Trata de imitar sin éxito el histrionismo con el que su antecesor solía tapar sus errores

El heredero del trono hace grandes esfuerzos por mantener la continuidad del régimen personalista que implantó Hugo Chávez durante 14 años.

 

Maduro ha tenido que lidiar con el fantasma de Hugo Chávez, cuya imagen ha sido uno de los soportes de sus días frente al Gobierno, pero además ha tenido que asumir los costos de los efectos de las políticas de controles y expropiaciones cuyos estragos perversos también vinieron con el paquete que le entregaron cuando fue ungido como heredero.

 

Al intentar en sus inicios mantener, e incluso profundizar, las políticas implantadas por su mentor, a Maduro se le complicó el cuadro de la inflación con estancamiento económico y escasez, con una industria alimenticia privada prácticamente sitiada por el mismo Gobierno, en la que poco aporta la otra industria estatizada con una precaria producción.

 

Con muy malos resultados, Maduro ha intentado copiar el estilo de Chávez encadenándose diariamente para transmitir las inútiles asambleas llamadas “Gobierno de calle”. Con un leguaje soez, de bajo nivel, cargado de malas palabras e insultos a sus propios compatriotas, como aquel de “cabeza pelá”, trata de imitar sin éxito el histrionismo con el que su antecesor solía tapar sus grandes errores como gobernante.

 

El mundo mira con preocupación cómo el lenguaje agresivo y la intolerancia se ha profundizado con la muerte de Chávez y hasta Pepe Mujica, extupamaro, y beneficiado por la revolución, va a pedirle al Papa que intermedie en Venezuela, luego que se dio cuenta que Maduro no acogió ninguno de los consejos que le dio.

 

Pero no todo es penumbra en el paisaje.

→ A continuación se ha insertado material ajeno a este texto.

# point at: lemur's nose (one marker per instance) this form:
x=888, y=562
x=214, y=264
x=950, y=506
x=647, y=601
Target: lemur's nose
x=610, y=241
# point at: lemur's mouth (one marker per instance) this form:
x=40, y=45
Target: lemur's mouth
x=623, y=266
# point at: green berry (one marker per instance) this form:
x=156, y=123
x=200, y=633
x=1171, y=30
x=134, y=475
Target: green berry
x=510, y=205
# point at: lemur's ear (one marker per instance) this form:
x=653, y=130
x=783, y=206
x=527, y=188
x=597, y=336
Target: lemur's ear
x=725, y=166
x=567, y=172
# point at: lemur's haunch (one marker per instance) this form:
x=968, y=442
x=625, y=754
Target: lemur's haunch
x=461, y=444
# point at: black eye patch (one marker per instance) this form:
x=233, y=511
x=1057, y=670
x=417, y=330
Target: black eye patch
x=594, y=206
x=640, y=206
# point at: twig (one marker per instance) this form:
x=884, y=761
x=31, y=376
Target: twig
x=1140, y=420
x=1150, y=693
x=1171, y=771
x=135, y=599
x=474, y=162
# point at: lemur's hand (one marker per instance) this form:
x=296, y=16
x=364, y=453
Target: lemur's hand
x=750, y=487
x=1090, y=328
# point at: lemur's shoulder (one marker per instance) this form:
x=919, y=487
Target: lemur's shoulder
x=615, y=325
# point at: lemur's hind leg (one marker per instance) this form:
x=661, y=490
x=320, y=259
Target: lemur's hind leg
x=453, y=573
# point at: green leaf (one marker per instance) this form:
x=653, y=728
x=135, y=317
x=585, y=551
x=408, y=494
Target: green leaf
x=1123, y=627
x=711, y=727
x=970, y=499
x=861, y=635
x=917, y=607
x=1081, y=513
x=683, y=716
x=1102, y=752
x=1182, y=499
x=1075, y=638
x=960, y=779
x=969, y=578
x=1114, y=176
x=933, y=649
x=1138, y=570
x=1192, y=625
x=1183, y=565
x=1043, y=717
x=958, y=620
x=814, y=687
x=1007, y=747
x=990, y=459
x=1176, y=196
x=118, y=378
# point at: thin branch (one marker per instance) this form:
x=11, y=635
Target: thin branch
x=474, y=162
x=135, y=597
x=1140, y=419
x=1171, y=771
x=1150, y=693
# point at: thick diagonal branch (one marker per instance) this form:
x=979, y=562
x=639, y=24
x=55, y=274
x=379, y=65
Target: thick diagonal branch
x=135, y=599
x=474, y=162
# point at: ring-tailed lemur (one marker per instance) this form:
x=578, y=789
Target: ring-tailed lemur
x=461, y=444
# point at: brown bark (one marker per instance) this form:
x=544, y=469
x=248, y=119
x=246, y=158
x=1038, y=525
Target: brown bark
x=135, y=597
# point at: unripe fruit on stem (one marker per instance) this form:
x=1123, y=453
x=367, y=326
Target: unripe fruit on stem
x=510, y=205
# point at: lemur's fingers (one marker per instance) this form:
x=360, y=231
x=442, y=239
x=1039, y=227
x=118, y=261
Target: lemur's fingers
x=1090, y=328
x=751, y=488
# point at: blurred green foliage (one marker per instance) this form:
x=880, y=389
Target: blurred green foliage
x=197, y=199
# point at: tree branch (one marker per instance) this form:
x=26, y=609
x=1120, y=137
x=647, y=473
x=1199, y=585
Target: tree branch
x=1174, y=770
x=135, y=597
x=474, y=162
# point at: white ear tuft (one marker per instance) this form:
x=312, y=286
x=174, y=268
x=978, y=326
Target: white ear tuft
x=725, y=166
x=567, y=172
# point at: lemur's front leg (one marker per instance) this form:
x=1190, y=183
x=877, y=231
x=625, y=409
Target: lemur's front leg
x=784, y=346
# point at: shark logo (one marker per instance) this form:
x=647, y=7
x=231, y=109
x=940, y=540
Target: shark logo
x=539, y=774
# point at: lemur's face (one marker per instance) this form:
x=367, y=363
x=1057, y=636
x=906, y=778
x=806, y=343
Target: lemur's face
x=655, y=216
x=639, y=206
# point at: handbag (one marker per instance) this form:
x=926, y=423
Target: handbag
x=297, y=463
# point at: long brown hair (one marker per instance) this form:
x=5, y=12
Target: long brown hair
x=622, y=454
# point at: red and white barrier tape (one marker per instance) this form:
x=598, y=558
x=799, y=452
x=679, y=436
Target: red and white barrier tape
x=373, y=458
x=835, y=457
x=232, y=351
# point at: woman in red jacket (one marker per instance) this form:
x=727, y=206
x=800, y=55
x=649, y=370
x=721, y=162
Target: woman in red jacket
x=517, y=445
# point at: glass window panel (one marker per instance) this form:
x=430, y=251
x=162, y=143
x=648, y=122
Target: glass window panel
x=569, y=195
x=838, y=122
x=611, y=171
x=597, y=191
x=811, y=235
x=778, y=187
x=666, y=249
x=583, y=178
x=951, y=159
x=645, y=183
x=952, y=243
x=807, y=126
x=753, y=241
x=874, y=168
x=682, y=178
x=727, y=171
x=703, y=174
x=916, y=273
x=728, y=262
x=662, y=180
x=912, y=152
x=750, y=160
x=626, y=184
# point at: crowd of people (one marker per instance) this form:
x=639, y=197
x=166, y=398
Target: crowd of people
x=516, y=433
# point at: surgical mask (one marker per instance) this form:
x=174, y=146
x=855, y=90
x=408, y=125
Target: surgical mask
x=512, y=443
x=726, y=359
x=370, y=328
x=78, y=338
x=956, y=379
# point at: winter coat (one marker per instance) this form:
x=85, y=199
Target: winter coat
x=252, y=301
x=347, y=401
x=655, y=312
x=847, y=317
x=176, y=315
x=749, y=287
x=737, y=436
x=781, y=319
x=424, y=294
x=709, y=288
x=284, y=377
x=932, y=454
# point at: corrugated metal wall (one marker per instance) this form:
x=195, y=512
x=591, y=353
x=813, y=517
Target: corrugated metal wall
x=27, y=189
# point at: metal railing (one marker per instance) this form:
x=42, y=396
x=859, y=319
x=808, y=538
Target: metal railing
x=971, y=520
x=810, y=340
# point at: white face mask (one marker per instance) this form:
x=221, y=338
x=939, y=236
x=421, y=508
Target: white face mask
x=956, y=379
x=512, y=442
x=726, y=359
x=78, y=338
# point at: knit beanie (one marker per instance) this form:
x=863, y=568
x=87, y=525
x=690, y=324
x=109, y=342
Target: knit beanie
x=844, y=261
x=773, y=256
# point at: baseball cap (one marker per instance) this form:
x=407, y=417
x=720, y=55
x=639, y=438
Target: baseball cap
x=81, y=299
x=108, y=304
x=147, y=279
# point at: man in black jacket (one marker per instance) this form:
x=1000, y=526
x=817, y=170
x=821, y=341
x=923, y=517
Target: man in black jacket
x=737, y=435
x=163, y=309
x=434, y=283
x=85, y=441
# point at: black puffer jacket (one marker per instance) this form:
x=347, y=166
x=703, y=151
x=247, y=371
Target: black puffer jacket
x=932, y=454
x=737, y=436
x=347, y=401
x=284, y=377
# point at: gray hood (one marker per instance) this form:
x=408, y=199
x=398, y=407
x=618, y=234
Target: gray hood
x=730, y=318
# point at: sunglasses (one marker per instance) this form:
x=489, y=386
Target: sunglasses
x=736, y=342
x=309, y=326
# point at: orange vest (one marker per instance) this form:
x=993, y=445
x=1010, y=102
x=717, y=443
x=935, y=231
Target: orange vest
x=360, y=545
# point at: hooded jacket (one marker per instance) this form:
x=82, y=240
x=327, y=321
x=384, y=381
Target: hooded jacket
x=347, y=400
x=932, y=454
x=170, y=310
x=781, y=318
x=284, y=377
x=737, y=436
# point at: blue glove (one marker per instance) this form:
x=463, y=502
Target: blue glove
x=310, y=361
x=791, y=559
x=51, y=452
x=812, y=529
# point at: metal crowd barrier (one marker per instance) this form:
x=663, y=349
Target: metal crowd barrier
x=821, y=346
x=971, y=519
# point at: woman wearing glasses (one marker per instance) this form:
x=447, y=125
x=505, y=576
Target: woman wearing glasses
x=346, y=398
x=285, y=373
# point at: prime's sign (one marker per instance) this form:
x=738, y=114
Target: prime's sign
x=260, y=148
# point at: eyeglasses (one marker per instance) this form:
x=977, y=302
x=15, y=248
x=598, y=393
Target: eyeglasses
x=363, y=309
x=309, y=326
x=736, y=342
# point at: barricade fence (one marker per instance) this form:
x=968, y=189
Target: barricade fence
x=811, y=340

Detrás de la ideología que actúa como un sedante para justificar la ineficacia ante sus seguidores, algún ministro sensato y con credenciales académicas intenta mantener en el camino el metrobús de Maduro.

 

Se han dado cuenta de lo imprescindible del sector privado y han prometido algunas acciones para romper la parálisis que hemos vivido desde finales del pasado año. Desde el mismo bando chavista algunas voces han reclamado, por ejemplo, cómo la permisología va en aumento y para una simple operación relacionada con la producción se requieren 130 trámites. Otros cuestionan las excesivas cadenas y exigen resultados en la gestión.

 

De manera, pues, que al lado del lenguaje escatológico, cargado de insultos y adjetivos sin contenido, de la actitud militarista que habla de gestas y de enemigos imperialistas, alguno que otro funcionario, que no se formó precisamente quemando carros a las puertas de la UCV, intentan equilibrar algo del rumbo impuesto por los ideólogos del desastre.